Şimdi gözler Rusya-Ukrayna savaşı ve İsrail'in Lübnan-Suriye hattına taşıdığı işgal sürecinin nereye evrileceğinde.

ABD'de henüz oylar kullanılırken İsrail kasabı Netanyahu'nun, Savunma Bakanı Gallant'ı görevden alması dikkat çekiciydi.

Katiller ordusunun neye hazırlandığını, Netanyahu'nun böyle bir günde işgal ordusunun başındaki ismi neden değiştirme ihtiyacı duyduğunu bekleyip göreceğiz.

Cumhurbaşkanı Erdoğan'ın TBMM açılışında işaret ettiği"Lübnan'dan sonraki hedef biziz"uyarısı, ardından savunma sanayiimizin acil desteklenmesi için getirileceği duyurulan vergiler, ciddi bir tehdit altında olduğumuzun ve hazırlıklarımızı buna göre yaptığımızın işaretlerini vermekteydi.

Cumhur İttifakı ortağı Sayın Devlet Bahçeli'nin, Kürt kökenli vatandaşlarımızla kucaklaşmak için yaptığı Öcalan çıkışının da, Suriye sınırımızda İsrail için hazırlanan 'teröristan' projesine yönelik atacağımız adımlarla ilişkili olduğuna defaatle dikkat çekmiştik.

Türkiye, bu tehdidi İsrail'in Suriye işgaline girişmesinden önce bertaraf etme konusunda kararlıydı ve gerek Irak'ın kuzeyi, gerekse Suriye sınırımızda kalan PKKYPG alanlarını da ABD'ye rağmen temizlemek için harekete geçeceği beklenmekteydi.

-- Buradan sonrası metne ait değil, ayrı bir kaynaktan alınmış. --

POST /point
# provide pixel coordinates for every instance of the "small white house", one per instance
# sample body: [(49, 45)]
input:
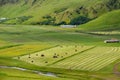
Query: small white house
[(68, 26)]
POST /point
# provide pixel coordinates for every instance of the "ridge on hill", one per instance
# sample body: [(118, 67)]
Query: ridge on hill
[(53, 12), (107, 22)]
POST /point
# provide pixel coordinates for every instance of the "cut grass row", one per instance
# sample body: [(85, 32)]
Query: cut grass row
[(22, 49), (92, 60), (24, 75), (52, 55)]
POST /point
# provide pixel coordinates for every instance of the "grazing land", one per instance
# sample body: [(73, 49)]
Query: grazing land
[(65, 52)]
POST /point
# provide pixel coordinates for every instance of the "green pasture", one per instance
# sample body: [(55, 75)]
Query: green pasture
[(52, 55)]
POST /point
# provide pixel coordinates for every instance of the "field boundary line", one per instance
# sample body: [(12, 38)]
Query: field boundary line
[(10, 46), (71, 56), (39, 50)]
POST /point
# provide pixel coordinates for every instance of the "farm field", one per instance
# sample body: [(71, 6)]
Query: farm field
[(22, 49), (50, 56), (92, 60), (67, 53), (24, 75)]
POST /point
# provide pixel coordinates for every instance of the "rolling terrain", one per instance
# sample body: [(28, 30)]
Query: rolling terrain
[(55, 12), (33, 46)]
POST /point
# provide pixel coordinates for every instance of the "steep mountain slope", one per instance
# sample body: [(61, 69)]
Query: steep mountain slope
[(108, 21), (53, 12)]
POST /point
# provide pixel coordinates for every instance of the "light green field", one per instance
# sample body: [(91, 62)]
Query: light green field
[(13, 74), (61, 52), (22, 49), (92, 60), (80, 55), (107, 22)]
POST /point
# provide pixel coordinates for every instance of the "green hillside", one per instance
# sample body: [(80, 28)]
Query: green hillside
[(55, 12), (109, 21)]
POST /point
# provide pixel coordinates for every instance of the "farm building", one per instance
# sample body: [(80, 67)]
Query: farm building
[(68, 26), (112, 41)]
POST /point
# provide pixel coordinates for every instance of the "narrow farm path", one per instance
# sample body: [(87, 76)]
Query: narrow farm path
[(116, 69), (33, 71), (71, 56)]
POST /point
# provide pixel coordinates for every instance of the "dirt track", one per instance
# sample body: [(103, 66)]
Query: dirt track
[(116, 69)]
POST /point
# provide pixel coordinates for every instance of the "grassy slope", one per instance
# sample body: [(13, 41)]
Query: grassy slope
[(109, 21), (41, 8)]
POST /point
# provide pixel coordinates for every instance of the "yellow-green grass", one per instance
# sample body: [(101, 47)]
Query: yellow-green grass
[(23, 49), (61, 52), (13, 74), (92, 60), (107, 22)]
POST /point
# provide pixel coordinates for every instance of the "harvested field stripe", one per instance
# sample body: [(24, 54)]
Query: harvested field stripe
[(71, 56)]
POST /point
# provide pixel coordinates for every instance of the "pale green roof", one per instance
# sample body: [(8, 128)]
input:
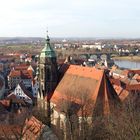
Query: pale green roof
[(47, 50)]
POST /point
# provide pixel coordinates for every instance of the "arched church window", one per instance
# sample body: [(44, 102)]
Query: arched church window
[(48, 74)]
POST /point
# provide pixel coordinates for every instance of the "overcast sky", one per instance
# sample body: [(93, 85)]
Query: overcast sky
[(70, 18)]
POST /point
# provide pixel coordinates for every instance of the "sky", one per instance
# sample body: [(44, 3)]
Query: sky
[(70, 18)]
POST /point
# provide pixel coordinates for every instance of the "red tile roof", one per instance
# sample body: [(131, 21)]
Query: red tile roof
[(24, 74), (81, 81)]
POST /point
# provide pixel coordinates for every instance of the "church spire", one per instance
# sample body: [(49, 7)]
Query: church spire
[(47, 51)]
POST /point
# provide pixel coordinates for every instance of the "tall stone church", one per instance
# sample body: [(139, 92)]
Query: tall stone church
[(47, 75)]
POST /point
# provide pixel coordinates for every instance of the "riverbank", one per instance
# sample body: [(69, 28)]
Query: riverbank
[(128, 58)]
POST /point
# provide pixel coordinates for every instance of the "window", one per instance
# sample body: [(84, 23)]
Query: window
[(42, 73), (48, 75)]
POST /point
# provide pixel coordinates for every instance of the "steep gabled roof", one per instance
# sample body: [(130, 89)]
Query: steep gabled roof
[(83, 82)]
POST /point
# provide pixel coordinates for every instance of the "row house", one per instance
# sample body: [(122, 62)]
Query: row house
[(16, 76)]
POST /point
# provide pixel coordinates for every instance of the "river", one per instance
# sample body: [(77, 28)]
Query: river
[(127, 64)]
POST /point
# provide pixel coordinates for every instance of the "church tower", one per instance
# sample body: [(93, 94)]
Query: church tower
[(47, 77), (47, 71)]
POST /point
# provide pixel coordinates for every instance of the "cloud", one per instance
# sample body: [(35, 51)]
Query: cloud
[(70, 17)]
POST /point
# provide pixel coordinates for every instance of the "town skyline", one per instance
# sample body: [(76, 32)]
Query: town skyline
[(96, 19)]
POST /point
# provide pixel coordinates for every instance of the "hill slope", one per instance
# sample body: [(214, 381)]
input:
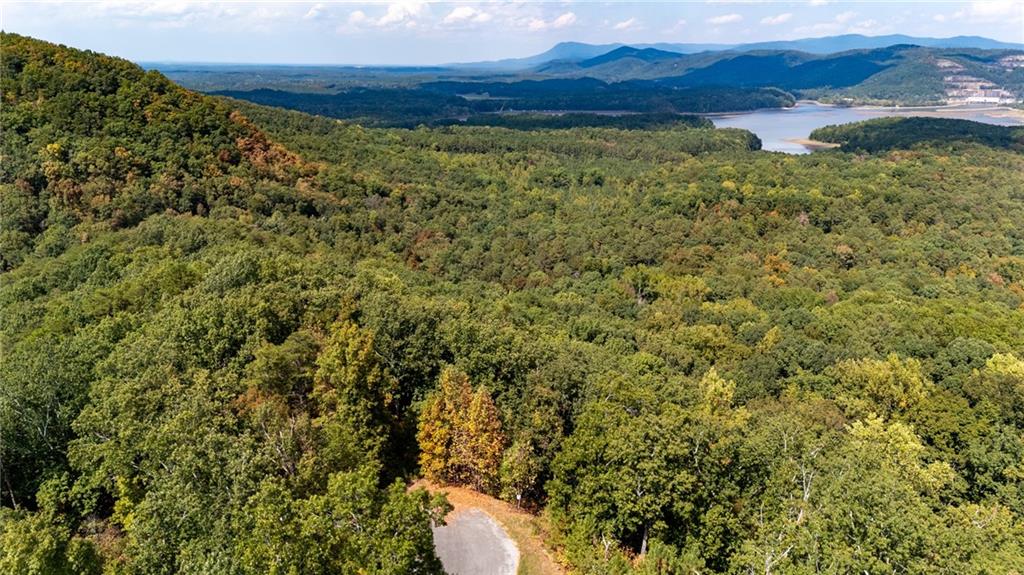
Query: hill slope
[(689, 355)]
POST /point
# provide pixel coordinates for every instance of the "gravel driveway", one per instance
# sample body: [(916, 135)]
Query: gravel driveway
[(473, 543)]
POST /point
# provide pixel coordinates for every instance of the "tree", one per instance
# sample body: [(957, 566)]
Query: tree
[(480, 444), (884, 387), (460, 434)]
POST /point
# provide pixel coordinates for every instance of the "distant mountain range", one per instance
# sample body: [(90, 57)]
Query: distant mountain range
[(579, 52)]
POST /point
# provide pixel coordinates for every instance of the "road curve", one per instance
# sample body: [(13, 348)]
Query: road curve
[(473, 543)]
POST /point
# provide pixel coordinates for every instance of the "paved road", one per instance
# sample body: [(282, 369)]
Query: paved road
[(473, 543)]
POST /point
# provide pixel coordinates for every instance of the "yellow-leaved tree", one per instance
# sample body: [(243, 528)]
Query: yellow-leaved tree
[(460, 434)]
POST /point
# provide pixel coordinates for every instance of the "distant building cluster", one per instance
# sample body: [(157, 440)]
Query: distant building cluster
[(962, 88)]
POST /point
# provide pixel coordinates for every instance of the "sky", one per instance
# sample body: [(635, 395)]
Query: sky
[(413, 32)]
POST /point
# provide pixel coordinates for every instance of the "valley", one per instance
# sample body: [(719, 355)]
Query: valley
[(290, 319)]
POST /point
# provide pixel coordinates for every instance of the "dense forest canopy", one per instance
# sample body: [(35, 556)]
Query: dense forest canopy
[(232, 335), (440, 102), (894, 133)]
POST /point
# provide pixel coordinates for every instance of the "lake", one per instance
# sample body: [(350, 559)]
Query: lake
[(777, 128)]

İç cepheyi tahkim etmek işte bu sebeple önemliydi.

Yakın dönem için öngörülen tehdit ve buna karşı'savaşı göze alan'hazırlıklar, ABD'de Donald Trump'ın Başkan seçilmesiyle şimdilik savuşturulmuş olabilir mi

ABD'de yapılan seçimin, Türkiye olarak bizim açımızdan getireceği en önemli sonuç bu olacak.

Washington ile ilişkilerde, belki de en kötü dönemi, geçtiğimiz son dört yılda Joe Biden'la geçirdik.

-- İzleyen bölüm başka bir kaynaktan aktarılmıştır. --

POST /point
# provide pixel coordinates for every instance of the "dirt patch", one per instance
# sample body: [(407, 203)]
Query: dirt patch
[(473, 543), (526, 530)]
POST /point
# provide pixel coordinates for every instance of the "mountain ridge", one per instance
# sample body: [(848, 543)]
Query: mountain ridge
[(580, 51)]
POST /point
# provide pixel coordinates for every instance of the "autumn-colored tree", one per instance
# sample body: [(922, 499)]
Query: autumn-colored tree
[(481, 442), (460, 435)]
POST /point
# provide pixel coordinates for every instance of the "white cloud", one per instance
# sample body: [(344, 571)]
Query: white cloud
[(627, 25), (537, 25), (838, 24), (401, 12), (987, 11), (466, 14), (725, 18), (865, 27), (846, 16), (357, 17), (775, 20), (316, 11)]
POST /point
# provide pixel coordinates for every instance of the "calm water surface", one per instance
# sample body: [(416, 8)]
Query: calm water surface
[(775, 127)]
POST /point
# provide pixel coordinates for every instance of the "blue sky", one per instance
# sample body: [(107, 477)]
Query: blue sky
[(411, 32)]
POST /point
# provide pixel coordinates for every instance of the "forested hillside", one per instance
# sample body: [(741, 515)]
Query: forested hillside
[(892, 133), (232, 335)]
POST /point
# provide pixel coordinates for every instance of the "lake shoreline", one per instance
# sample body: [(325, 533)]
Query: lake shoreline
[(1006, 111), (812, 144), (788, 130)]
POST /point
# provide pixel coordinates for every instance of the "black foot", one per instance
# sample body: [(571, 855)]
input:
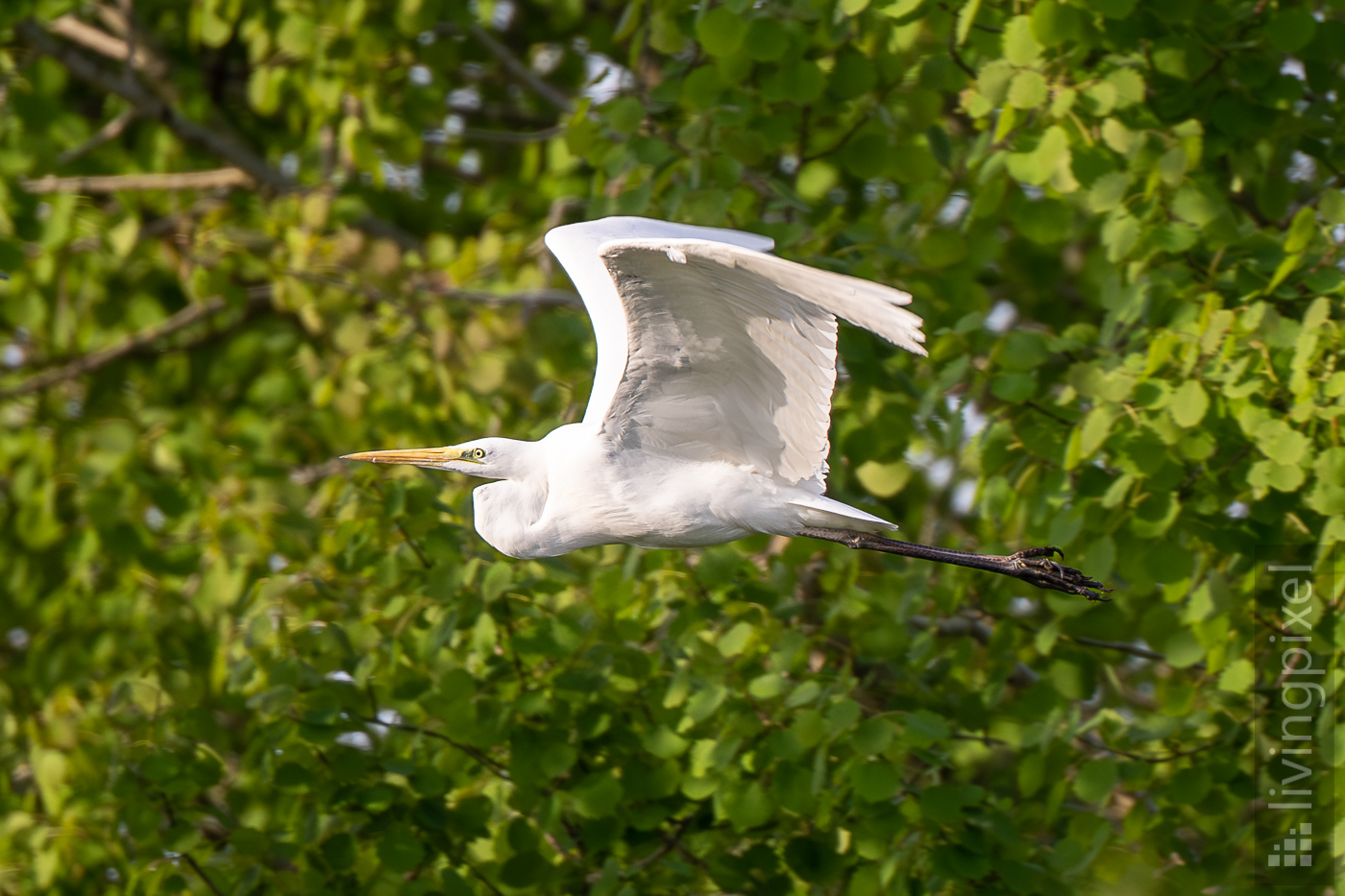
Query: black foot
[(1035, 567)]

Türkiye-ABD ilişkileri öyle dibe vurdu ki, Biden'ın koltukta oturduğu dört yıl boyunca ne Cumhurbaşkanı Erdoğan Beyaz Saray'da ağırlandı ne de Biden'ı Ankara'da ağırladı.

Geçtiğimiz mayıs ayında Beyaz Saray'da görüşme olacağı konuşulmuştu ama o da'programlar uyuşmadı'gibi komik bir bahaneyle olmadı.

Zaten göreve gelmeden önce katıldığı bir programda-Türkiye'de hükûmete karşı artık darbeye kalkışmayacaklarını, onun yerine 'dostlarımız' dediği muhaliflerle iktidarı devireceklerini-söyleyerek Erdoğan nefretini açık eden bir başkanla bundan daha fazlası olmazdı.

Peki, Trump'ın seçilmesi neyi değiştirir

Öncelikle bu isim ilk defa o koltuğa oturmuyor.

Trump, 2017 ve 2019 yıllarında Cumhurbaşkanı Erdoğan'ı Beyaz Saray'da iki defa ağırlamıştı.

Yani ilişkilerimiz Biden dönemi kadar kopuk değildi.